The reported incidence and prevalence of musculoskeletal diseases in children worldwide vary significantly. For example, among more than 30 epidemiologic studies of juvenile arthritis, new cases are reported to arise at a rate of 0.008 to 0.226 per 1000 children, yielding a reported prevalence of 0.07 to 4.01 per 1000 children. Although geographic, genetic, and environmental factors result in true variations in the incidence of rheumatologic conditions, several additional factors also contribute to reported differences. First among them is that most pediatric rheumatologic conditions are diagnosed on the basis of clinical criteria rather than definitive laboratory, imaging, or histopathologic findings. New signs may develop over time, leading to reclassification of conditions. Thus, children treated for ankylosing spondylitis may later develop colitis, resulting in a new diagnosis of Crohn disease–related arthritis. Arthritis that remits after several months and does not recur may be called monocyclic juvenile idiopathic arthritis by one caregiver and postinfectious arthritis by another. Despite these imprecisions inherent in a field based on clinical diagnoses, outcomes in virtually all autoimmune conditions are optimized by expeditious diagnosis and early initiation of effective therapy. Thus, classifying a child’s rheumatologic condition as accurately as possible is essential.
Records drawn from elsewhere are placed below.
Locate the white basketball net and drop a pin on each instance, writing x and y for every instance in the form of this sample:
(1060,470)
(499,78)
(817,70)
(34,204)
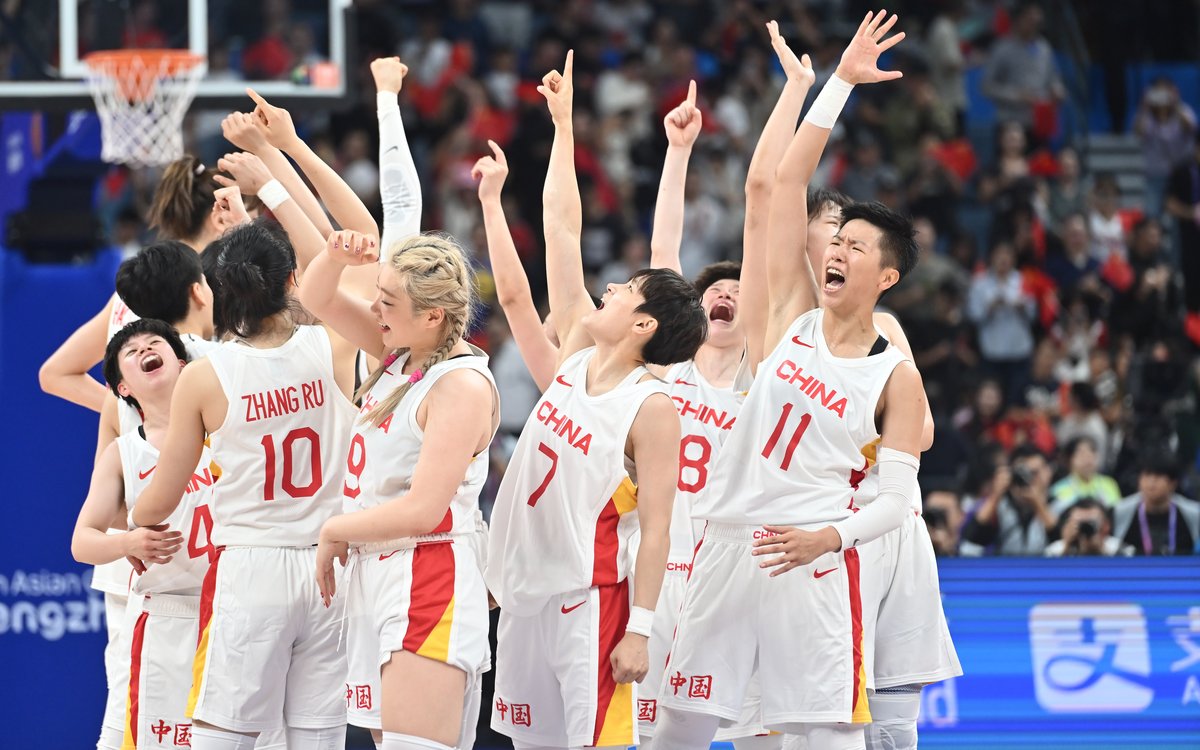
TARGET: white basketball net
(142,102)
The presenting symptoms of musculoskeletal conditions are more dependent on the location of the abnormality than on the specific diagnosis. Thus, fractures, tumors, and osteomyelitis all present with pain that may awaken the patient from sleep because of the constant stimulation of sensory nerves by lesions within bone. Conversely, for unknown reasons, children with arthritis seldom complain of pain. One study of more than 400 children presenting to a pediatric rheumatology clinic found that 90% of those with joint or extremity pain did not have arthritis, and more than 90% of those with arthritis did not complain of pain. Inflammatory arthritis may cause children to limp because their joints are stiff, but pain generally is absent (distinct from adults in whom arthritis is universally described as painful). Thus, differences in the location, timing, and characteristics of a child’s symptoms enable a pediatrician to rapidly narrow the potential causes of musculoskeletal complaints. Confirmation of the suspected diagnosis may then be obtained from findings on physical exam, often without need for further investigations.